Sinto tanto a tua falta. Olho em redor e não te vejo, não estás aqui do meu lado na cama, para te encostares a mim, e antes de irmos dormir, segredares ao meu ouvido que me amas. Este silêncio de ti mata-me. Agora, o único som que me faz lembrar de ti é o ruído da ponta da caneta a escrever nesta folha de papel. E é com estas palavras mudas que te escrevo agora que tento, de certa forma, sentir-me mais perto de ti. É como quando estava a falar contigo, e sem dar conta, tu adormecias. Agora é isso que faço. Falo contigo, apesar de saber que não me ouves, que não me vais responder. Mas ainda assim, falo. Alivia-me o peso da solidão e da ausência. Da tua ausência, que tanto me custa sentir.
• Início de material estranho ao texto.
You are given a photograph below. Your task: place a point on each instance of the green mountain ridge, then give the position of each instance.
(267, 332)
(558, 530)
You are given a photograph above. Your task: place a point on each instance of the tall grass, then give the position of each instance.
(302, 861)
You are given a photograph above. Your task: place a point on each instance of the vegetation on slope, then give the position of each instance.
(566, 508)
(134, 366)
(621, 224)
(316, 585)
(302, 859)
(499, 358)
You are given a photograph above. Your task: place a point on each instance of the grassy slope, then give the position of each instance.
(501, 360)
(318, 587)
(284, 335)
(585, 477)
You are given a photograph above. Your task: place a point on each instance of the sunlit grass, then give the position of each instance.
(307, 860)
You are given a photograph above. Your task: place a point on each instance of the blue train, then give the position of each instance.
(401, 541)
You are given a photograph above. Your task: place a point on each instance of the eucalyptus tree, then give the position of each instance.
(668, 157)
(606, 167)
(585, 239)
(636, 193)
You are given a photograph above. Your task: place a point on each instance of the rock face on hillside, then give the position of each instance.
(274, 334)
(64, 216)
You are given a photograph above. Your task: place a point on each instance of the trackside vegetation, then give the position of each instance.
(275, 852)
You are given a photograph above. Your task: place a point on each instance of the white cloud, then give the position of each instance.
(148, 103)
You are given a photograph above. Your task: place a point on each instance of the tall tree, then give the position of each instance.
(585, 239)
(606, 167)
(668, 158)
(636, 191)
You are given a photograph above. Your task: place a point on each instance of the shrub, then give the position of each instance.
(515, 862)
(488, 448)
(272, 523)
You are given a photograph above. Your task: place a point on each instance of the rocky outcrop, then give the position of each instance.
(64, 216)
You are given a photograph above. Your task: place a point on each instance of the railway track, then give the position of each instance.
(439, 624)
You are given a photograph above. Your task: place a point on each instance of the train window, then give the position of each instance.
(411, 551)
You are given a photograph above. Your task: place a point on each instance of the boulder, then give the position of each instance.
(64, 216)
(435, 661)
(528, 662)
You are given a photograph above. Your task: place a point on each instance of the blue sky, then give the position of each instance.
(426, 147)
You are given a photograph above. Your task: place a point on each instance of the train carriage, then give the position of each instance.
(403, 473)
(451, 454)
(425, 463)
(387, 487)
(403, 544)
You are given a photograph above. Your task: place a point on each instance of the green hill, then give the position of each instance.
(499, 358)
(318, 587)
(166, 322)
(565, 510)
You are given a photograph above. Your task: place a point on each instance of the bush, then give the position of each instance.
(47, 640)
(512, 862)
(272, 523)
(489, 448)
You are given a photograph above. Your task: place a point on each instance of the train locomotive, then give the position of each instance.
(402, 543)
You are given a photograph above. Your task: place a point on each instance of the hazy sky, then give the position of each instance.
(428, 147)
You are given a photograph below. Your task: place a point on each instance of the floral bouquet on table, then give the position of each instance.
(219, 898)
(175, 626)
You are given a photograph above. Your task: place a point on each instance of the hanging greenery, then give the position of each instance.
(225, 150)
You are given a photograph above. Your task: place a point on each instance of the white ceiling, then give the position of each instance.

Amo-te. Amo-te tanto, que nenhuma carta será suficientemente grande, profunda ou realista para descrever isto que sinto aqui, bem no meu peito, na tua casa do nosso amor, o meu coração. Mesmo em pleno Verão, o Sol não me aquece como o teu abraço, não me ilumina como o teu sorriso. E mesmo que fosse Inverno, o frio e chuva que se pudesse fazer sentir, em nada se assemelha à tempestade em mim fruto da tua ausência. E assim ficou órfão o nosso amor, com a tua partida. Não sei se voltarás, não sei se algum dia voltarei a sentir o teu beijo nos meus lábios. Percorri todas as ruas, todas as avenidas, subidas e descidas, mas em vão. Em todas elas se fazia notar a tua ausência. Em nenhuma delas te encontrei, e em cada uma delas me fui perdendo. Sou uma sombra do que fui outrora, agora que aqui não estás, a meu lado, segurando a minha mão, dizendo-me para seguir em frente, porque estarias lá para e por mim. Não sei se algum dia chegarás a ler esta carta, não sei sequer se ela chegará até ti, mas precisei de escrever estas palavras para ti.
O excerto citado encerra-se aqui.